Without a doubt, the person who takes up the most time on TNA Impact is Hulk Hogan.
This is a huge problem.
Hogan may be the biggest name in the history of the business, but his wrestling days are well over. Yes, he may have one or two matches left in the tank, but it's not worth the time devoted to him.
He opens Impact, he closes Impact, he gets involved in nearly every storyline. There's no satisfactory payoff, and there never will be because Hogan can't fight the people he's feuding with.
Sure, Hogan and Bischoff don't actually sit down and write Impact, but they sure have the power to veto anything that airs.
It's hard to know where to begin to critique the current booking, but let's try anyway. Here's what we have:
- Emo babyfaces like James Storm and A.J. Styles that are hard to root for.
- Crimson making his return after a year away and jobbing in two minutes to Joseph Park in his return. Then he was released.
- Abyss finally returned... and then disappeared again.
- Suicide becomes Manic, everyone knows who he is, and he decides to keep the outfit anyway.
- A heel No. 1 contender for the Knockouts Title who is set to face a fellow heel.
- The Hogan/Matt Morgan feud that went absolutely nowhere.
- D.O.C. and Knux doing absolutely nothing in Aces and 8's.
- Samoa Joe's inclusion in the Main Event Mafia had no mention by Sting that he was a former member.
Speaking of the Mafia, apparently we're supposed to forget that Sting was kicked out of the original heel group. Now they're a group of babyfaces and he's the leader. That's some quality writing!
To top if all off, Brooke Hogan was inexplicably named the head of the Knockouts division. You have to wonder if the company exists solely to star the Hogan family.
When you used to compare TNA to the WWE, there were basically three things that the TNA faithful could boast about: he tag-team division, he Knockouts division and longer, more athletic matches.
No longer can those be bragging points. It's hard to distinguish what separates TNA from a minor league WWE.
Heck, even the six-sided ring is gone!
Long gone are the days of exciting teams like Beer Money, Triple X, L.A.X. and Christopher Daniels and A.J. Styles. Now, there's hardly any division to speak of.
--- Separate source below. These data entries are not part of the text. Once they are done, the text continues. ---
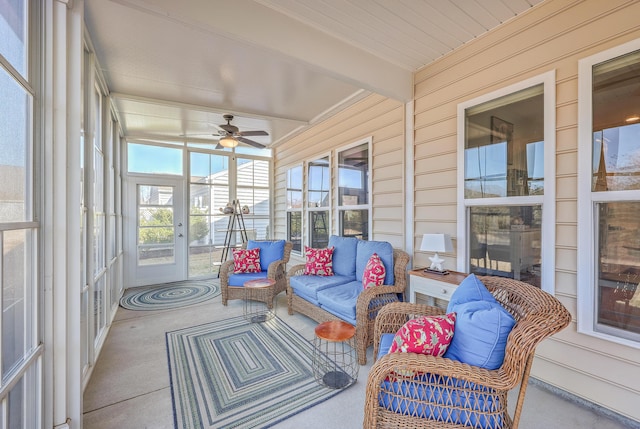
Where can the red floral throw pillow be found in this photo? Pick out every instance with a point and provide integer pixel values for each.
(374, 272)
(246, 261)
(429, 335)
(319, 261)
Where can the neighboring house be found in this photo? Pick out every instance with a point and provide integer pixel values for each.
(415, 182)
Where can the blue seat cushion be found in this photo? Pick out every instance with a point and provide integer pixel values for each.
(468, 399)
(470, 289)
(383, 249)
(307, 287)
(481, 333)
(240, 279)
(270, 251)
(344, 255)
(341, 300)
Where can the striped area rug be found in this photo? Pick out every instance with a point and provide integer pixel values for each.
(243, 375)
(170, 295)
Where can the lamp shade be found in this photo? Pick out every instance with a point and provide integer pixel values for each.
(228, 142)
(436, 243)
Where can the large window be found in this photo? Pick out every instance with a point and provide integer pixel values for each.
(294, 207)
(208, 193)
(353, 191)
(609, 181)
(319, 202)
(335, 200)
(20, 337)
(506, 182)
(252, 190)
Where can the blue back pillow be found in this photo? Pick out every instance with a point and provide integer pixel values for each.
(270, 251)
(482, 326)
(344, 255)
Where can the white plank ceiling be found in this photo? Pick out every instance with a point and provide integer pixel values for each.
(173, 68)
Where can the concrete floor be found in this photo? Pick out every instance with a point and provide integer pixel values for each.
(129, 386)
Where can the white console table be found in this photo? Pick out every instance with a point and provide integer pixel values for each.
(433, 285)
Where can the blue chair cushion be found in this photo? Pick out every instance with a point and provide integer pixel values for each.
(471, 289)
(344, 255)
(481, 333)
(450, 393)
(270, 251)
(307, 287)
(366, 249)
(341, 300)
(238, 280)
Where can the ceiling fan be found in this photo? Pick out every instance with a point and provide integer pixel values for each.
(230, 135)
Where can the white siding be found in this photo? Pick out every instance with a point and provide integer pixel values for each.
(553, 35)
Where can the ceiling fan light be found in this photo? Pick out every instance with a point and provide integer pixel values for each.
(229, 142)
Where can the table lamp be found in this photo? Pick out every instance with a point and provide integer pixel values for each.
(436, 243)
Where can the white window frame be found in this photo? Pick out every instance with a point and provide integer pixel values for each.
(547, 201)
(298, 210)
(307, 209)
(588, 200)
(336, 190)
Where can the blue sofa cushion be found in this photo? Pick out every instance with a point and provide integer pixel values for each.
(471, 289)
(307, 287)
(239, 279)
(482, 329)
(366, 249)
(270, 251)
(450, 393)
(344, 255)
(341, 300)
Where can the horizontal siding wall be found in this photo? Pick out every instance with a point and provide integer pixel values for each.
(377, 117)
(552, 36)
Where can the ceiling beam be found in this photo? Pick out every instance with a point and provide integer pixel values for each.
(206, 109)
(259, 25)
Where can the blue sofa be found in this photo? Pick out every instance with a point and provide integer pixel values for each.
(341, 296)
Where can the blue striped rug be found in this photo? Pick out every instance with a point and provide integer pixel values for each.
(170, 295)
(234, 374)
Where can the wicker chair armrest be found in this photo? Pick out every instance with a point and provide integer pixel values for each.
(296, 270)
(393, 364)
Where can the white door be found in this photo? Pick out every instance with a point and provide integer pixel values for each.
(156, 231)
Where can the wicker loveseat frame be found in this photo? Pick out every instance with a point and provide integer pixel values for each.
(370, 301)
(480, 395)
(277, 270)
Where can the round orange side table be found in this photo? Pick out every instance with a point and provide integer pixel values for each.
(257, 294)
(335, 360)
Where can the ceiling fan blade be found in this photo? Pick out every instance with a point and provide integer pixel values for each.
(253, 133)
(251, 142)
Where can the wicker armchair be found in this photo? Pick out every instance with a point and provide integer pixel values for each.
(370, 301)
(277, 270)
(459, 395)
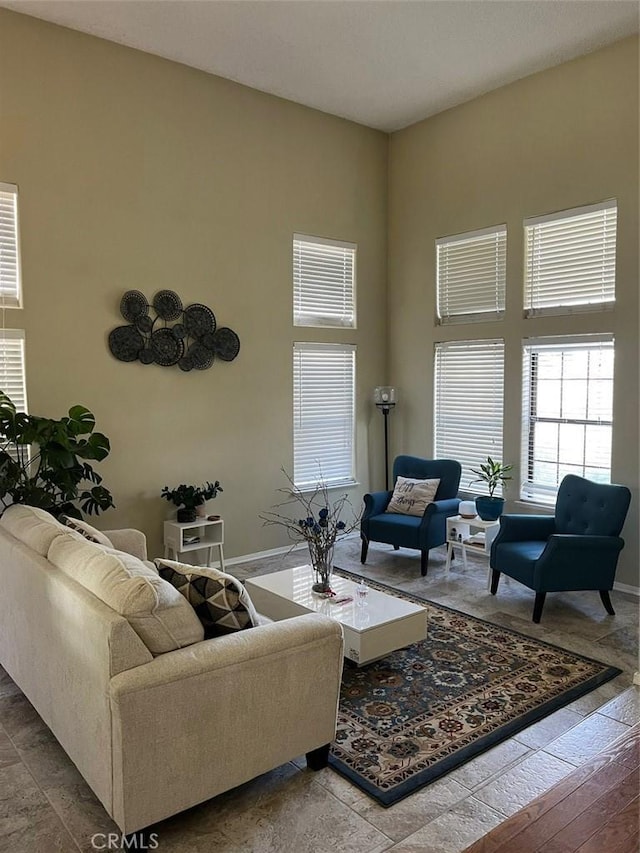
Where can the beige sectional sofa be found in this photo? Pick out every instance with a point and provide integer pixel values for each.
(112, 657)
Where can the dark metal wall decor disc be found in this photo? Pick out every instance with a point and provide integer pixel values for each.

The Knockouts Division is easily better than WWE's Divas division, but they're still a far cry from when Dutch Mantell was booking it.
The company used to take great pride in the X-Division, but it's hardly a focus anymore. Homegrown talent like A.J. Styles and Samoa Joe were stars in the division and were elevated to World Heavyweight Champions. That was a long time ago.
Perhaps most damaging, half of the roster in TNA is WWE and WCW castoffs.
If you watch Impact, Bully Ray, Chavo Guerrero, D.O.C., Devon, Jeff Hardy, Kurt Angle, Mr. Anderson, Knux, D'Lo Brown, Taz, Mike Tenay, Sting, Gail Kim, Mickie James, Tara, Miss Tessmacher, Taryn Terrell and Hulk Hogan all came from WWE or WCW.
The company also used to hype their in-ring product as superior to WWE. For awhile that may have been true, but right now that's heavily debatable. With Raw being three hours, we're seeing some long, very good matches every week.
Meanwhile, TNA often has matches under five minutes, even if they are Bound for Glory series contests. That's just not enough time to build something exciting.
TNA desperately needs to build an identity and relying on recognizable talent from another company won't help create it.
In the end, Bischoff and Hogan probably aren't bad people. They're probably not trying to bring TNA under. They probably even think their ideas are good.
But they're not.
The two are doing a lot of damage to a company that has hundreds of employees. A lot of people depend on TNA to stay in business for their livelihood.
But the current creative regime just can't cut it. Hogan and Bischoff have had over three years to get the job done. There's no other way around it: they have been an absolute, unmitigated failure. They're out of excuses and it's time for them to go.
If Dixie Carter doesn't put someone else in creative control, we could soon have a WCW-like situation on our hands.